Sehingga dengan adanya koperasi, adanya kepastian pasar susu yang dihasilkan. Harga yang diberikan oleh koperasi berdasarkan harga yang diberikan
oleh IPS, dengan standar dan syarat teknis kadar lemak, bakteri dan total solid susu. Hubungan yang dibangun antara koperasi dan IPS dapat dikatakan belum
terpola, apakah dalam bentuk kemitraan, contract farming, atau pola bapak asuh. Hubungan yang terbentuk lebih kepada hubungan antara penjual dan pembeli
IPS, dengan sistem pembayaran setiap dua minggu sekali dari IPS kepada
koperasi melalui bendahara GKSI. Konsekuensi sistem tersebut berdampak pada sistem pembayaran susu segar yang diterima peternak, pembayaran susu yang
disetor setiap hari dibayar dua minggu sekali. Koperasi juga berperan dalam hal penyediaan input, terutama pakan
konsentrat dan modal bagi anggotanya. Koperasi pada dasarnya tidak mewajibkan anggotanya untuk membeli kebutuhan usahaternaknya kepada koperasi, sehingga
anggota dapat membeli dengan pertimbangan harga yang paling rendah ditempat lain. Namun, koperasi tetap memberikan harga yang relatif rendah bila
dibandingkan peternak membeli pakan dan sarana ternak di tempat lain. Hal ini dimungkinkan adanya sumber pendapatan lain yang diperoleh koperasi dan
dialokasikan untuk mensubsidi beberapa input tertentu. Disamping di akhir tahun, terdapat SHU Sisa Hasil Usaha yang akan dibagikan berdasarkan tingkat
partisipasi anggota apakah dari kegiatan ekonomi dan organisasinya. Adanya iuran, dan keuntungan yang diperoleh dari Waserda Warung serba ada. Harga
input yang relatif rendah bisa dilihat dari harga pakan konsentrat yang dijual oleh KPSBU Jawa Barat Lembang yang menjual per kilogram pakan sebesar
Rp. 1 400-Rp.1 500, bila dibandingkan seharga Rp. 1 700-Rp. 1 900 per kilogram di tempat lain.
Permodalan peternak juga terbantu dengan adanya bantuan tanpa bunga bagi peternak.

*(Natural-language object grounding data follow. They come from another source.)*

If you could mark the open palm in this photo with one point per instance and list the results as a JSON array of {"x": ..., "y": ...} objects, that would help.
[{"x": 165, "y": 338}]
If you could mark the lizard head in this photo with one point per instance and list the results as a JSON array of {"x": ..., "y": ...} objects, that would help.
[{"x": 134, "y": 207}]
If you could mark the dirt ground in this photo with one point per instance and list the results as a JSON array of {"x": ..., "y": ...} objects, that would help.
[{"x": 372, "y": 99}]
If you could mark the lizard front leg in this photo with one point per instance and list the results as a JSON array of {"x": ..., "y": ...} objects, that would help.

Hal ini dicontohkan oleh KPSBU Jawa Barat Lembang kegiatan ini
dimungkinkan karena adanya dana dari SHU yang dialokasikan untuk membantu permodalan tanpa bunga bagi peternak. Manfaat dan peran yang diperoleh
peternak dari koperasi adalah untuk menjaga kualitas susu yang dihasilkan oleh
peternak, koperasi melakukan upaya pendampingan, pelatihan dan pengawasan secara berkala terhadap usahaternak sapi perah di wilayah binaan masing-masing.